US warning puts Pak in a tight spot
Pakistan has heated up the LoC and is going all out to infiltrate terrorists
Rarely has a country been brought under watch when the head of a major power is visiting its neighbour. Pakistan finds itself in that unenviable position today, given its status as a nursery as well as university of international terrorism.
In the weeks preceding the visit of US President Barack Obama to New Delhi due to commence next Sunday, senior US officials, including secretary of state John Kerry, have cautioned Islamabad to ensure that no terrorist incident traceable to Pakistan occurs when Mr Obama is in India. The reported warning becomes necessary because of the track record of our western neighbour and its capability to strike within India directly or through its agents. The record is that Pakistan takes pride in seeking to create terrorist episodes when a US leader is visiting New Delhi. Its purpose, presumably, is to highlight its grievance against India in respect of Kashmir, although these petty tricks have not advanced its cause.

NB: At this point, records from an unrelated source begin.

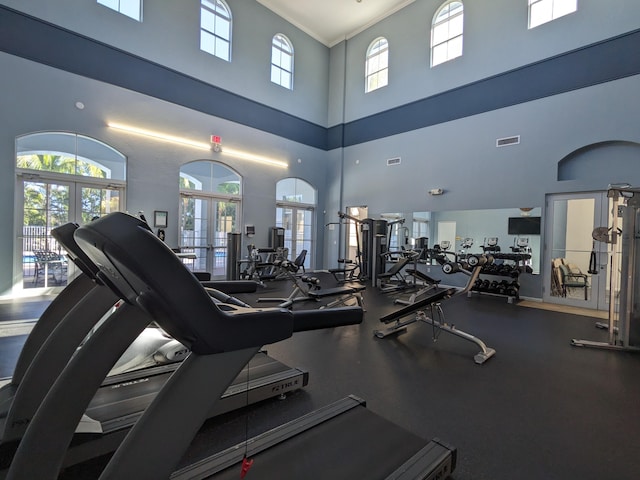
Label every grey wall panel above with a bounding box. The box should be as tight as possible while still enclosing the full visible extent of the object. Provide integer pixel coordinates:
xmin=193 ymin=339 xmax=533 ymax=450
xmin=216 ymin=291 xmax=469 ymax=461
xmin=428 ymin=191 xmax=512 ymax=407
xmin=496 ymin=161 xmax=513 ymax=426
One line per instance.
xmin=0 ymin=4 xmax=326 ymax=148
xmin=342 ymin=31 xmax=640 ymax=147
xmin=0 ymin=0 xmax=329 ymax=126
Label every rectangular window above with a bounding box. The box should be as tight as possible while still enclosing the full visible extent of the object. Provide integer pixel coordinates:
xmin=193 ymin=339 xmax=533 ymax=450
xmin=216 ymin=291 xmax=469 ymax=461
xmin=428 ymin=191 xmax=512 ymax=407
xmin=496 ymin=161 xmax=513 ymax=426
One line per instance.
xmin=529 ymin=0 xmax=578 ymax=28
xmin=98 ymin=0 xmax=142 ymax=22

In the run-up to the Obama visit, Pakistan has heated up the LoC and is going all out to infiltrate terrorists. No incident has taken place, but the arrangements are extremely tight. A major incident had occurred in Kashmir when President Bill Clinton had visited.
Such was the level of US concern that when Mr Clinton was to fly out to Islamabad after concluding his visit here, the US Secret Service had kept two identical planes ready to fool a would-be attacker about which one the American leader was flying in, and Mr Clinton had to camouflage himself in order to board his flight even as his Secret Service “double” boarded the stand-by aircraft to further the deception. Such are America’s friends in Pakistan. It should be noted that security has been very tight when US leaders have visited Afghanistan. But Islamabad has not had to be delivered warnings. The reason is that, for Pakistan’s security planners India is a case apart.
It has lately come to light that the US as well as UK have asked Islamabad to send Zaki-ur-Rehman Lakhvi, the Lashkar-e-Tayyaba and Jamaat-ud-Dawa mastermind who orchestrated the attack on Mumbai in 2008, to India to stand trial or send him out to stand independent trial elsewhere as nationals of many countries died in the attack. LeT and JuD are both on the UN watch-list for terrorist organisations, as is Hafiz Saeed, their ideological mentor. And yet, Saeed is busy organising a “million march” in Karachi the day Mr Obama arrives in India, openly, without fear of Pakistan authorities moving against him.